InfusOnWoW commented 2 years ago

WeakAuras.lua.bak3.txt

And another case. Same issue as always: the file ends in 3MB of NUL bytes, while in the middle of writing a simple string:

            ["wagoID"] = "dcaJOvkxa",
            ["pa\0\0\0
InfusOnWoW commented 2 years ago

And another case, this time in Blizzard_Console

Blizzard_Console.lua.txt

The file is empty except for the 93.859 NUL bytes.

Meorawr commented 1 year ago

The reliability of the client and its writing of saved variables files should have improved as of 10.0.5. There's likely to still be occurrences where things go wrong, but they should hopefully be far less frequent now.

InfusOnWoW commented 1 year ago

Great. Is there any more information on what the changes are?

Stanzilla commented 1 year ago

Great. Is there any more information on what the changes are?

Additional precautions were added to ensure that savedvariables files were flushed to disk after being written. This was a source of some data being corrupted. The exceptions have gone down considerably since that change, but there are probably still outstanding files that need to be resaved before all the exceptions disappear (ideally).

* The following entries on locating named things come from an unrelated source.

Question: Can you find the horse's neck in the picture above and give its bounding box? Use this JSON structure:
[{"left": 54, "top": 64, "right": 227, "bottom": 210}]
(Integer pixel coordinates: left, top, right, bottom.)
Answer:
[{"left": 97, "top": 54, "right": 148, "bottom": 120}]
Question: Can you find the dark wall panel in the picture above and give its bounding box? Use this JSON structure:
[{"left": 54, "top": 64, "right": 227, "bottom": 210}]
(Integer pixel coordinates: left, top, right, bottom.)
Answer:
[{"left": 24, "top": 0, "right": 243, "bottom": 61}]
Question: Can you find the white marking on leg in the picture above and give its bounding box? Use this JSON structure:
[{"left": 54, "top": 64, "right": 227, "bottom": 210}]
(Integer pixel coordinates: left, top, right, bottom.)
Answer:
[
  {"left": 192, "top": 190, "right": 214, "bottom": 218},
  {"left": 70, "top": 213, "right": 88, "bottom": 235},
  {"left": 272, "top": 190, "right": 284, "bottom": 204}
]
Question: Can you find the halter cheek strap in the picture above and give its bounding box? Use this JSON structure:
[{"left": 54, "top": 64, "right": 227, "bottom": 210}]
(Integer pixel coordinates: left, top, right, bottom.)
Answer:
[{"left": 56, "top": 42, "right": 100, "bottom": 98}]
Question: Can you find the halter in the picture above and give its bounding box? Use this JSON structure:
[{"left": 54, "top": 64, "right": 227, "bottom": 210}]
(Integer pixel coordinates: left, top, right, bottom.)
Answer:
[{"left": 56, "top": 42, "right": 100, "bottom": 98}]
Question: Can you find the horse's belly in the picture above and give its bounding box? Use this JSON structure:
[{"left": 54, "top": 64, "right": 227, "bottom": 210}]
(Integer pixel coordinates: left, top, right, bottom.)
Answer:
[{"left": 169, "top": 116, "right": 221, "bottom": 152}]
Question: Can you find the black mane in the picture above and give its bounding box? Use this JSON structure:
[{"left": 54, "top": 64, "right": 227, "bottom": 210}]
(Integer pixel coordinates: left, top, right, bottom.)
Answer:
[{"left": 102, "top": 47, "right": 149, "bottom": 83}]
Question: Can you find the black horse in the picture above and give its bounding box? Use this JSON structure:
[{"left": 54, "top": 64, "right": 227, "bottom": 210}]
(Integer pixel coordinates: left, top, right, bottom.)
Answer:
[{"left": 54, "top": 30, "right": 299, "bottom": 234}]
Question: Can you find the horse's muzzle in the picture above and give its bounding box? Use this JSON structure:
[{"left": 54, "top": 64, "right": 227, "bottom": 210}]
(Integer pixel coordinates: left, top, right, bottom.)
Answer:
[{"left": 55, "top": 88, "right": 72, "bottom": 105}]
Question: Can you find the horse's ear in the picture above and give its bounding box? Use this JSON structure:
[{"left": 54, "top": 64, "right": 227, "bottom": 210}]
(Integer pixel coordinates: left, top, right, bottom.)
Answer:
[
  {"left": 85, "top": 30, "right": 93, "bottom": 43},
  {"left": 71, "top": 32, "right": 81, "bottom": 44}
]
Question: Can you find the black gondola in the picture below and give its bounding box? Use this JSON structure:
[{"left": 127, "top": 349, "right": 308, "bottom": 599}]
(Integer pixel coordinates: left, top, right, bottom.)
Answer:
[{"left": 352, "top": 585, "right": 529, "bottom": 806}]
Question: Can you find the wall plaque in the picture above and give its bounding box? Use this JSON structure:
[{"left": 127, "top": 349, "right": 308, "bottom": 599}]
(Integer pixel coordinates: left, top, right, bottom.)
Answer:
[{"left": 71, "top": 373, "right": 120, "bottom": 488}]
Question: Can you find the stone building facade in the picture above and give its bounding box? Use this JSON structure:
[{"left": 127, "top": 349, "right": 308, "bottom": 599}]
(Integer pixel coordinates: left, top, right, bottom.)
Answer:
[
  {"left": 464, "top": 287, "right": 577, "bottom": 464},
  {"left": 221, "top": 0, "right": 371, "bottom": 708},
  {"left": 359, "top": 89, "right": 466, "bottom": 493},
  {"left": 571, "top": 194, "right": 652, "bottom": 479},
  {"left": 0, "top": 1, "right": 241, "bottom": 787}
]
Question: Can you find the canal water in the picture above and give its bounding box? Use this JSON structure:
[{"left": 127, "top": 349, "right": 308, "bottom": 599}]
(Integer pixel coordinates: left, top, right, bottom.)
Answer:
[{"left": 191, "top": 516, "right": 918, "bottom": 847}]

Meorawr commented 1 year ago

As this one was mostly solved I'll close this ticket for now - would probably be a good idea to set up a separate one for suggestions on handling .bak files.

InfusOnWoW commented 1 year ago

We got another report of a corrupted file saving today: https://github.com/WeakAuras/WeakAuras2/issues/4695

Also the issue that the game on reading corrupt data overwrites the automatic backup still exists and still is a questionable choice.